There is an art to doing nothing and I’m trying to perfect it. I have attempted in my exploration of nothingness to expand it to a blank mind, but that’s a lost cause. When I pray, God gets a lot of chatter because the body may be still but the brain just keeps on ticking.
But the act of physical nothingness is a blissful thing.
I learned on my first cruise the value of nothingness and on my second cruise put it into practice. The ship made three stops. From the moment we got on in Galveston the crew and passengers were all abuzz about venues and excursions. Alarms were set, money paid, lines formed. Me? I was practically alone in the buffet area eating breakfast, drinking coffee, watching the water, and reading.
Then I was practically alone in lounge chairs on the deck while drinking tea, watching the water, and reading.
Then when it got too hot, I was practically alone in cushy chairs inside while drinking more tea, watching the water out the window, and reading.
Then everybody got back on the boat and I retreated to my cabin and my balcony and … well, I suppose you get the picture now.
I never once got off that boat. And I have zero regrets about it. When they forced me off at the end of the week, I was rested, relaxed, well hydrated, and well read.
I just returned home from a vacation in the mountains of Tennessee. A cousin from another part of the country whom I have known all my life almost exclusively through letters, email, and more recently long text messages, met me at a rented cabin. There were two hanging hammock-type chairs on a screened-in porch overlooking the TN hills. There were no houses within view, but easy access to touristy-type stuff.
We chose the chairs.
We left the house exactly twice. Once to get groceries, once to get souvenirs for the folks we left at home. We found a nearby shop, determined to do one-stop shopping, then let someone else cook supper before heading back to the cabin and the chairs. There was a big screen TV in the cabin. I’m assuming it had a nice picture, but I wouldn’t know.
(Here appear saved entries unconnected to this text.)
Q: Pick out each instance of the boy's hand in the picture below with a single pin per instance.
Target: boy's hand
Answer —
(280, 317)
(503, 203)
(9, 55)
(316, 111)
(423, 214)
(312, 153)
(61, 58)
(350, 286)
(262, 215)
We never even picked up the remote.
What I did was swing in that chair, drinking coffee, watching the mountains, talking, and reading.
Some would call me lazy and I doubt I’d argue. Some would call me uninspired and I’d probably shrug half in agreement. Some would say I had wasted my time and that’s when the argument would start.
I have no issue with excursions and touristy stuff and no judgment toward those who take part in such activities. Yet I have no anxiety or worry about missing anything because I missed nothing.
I watched the distance. I marveled as the evening mists snaked mysteriously up and out of the trees to cover the mountains before me, then in the morning watched it slowly burn away revealing infinite shades of green. I watched what was probably a hawk but what I hoped was an eagle sore over at least once a day. A bumblebee the size of a peach pit buzzed around the summer flowers outside the porch every morning. A hummingbird came once and I regretted the empty feeder when it didn’t return. At night, fireflies appeared, dotting the darkness and transporting me back to when those blinking stars lit up the nighttime lawn of my childhood.
I talked and talked and talked with a woman who has been a lifetime friend and whose expression and I can now picture and whose voice I can finally hear in my head. The richness of our relationship grew beyond measure. I’ve known her forever, but I KNOW her now.
And I talked to God. A lot. But mostly (and to His tremendous relief, I’m sure) I found myself in a quiet place of listening. I was less chatty and more reflective, more receptive. And He had things to say.
As always, God was in the small stuff. But when I sat at that cabin, looking over the valley and up at the wall of trees of those Tennessee mountains, there was no question that this was big stuff. And God was definitely in it.
So I spent a week in Tennessee and did nothing. And my life is all the richer for it.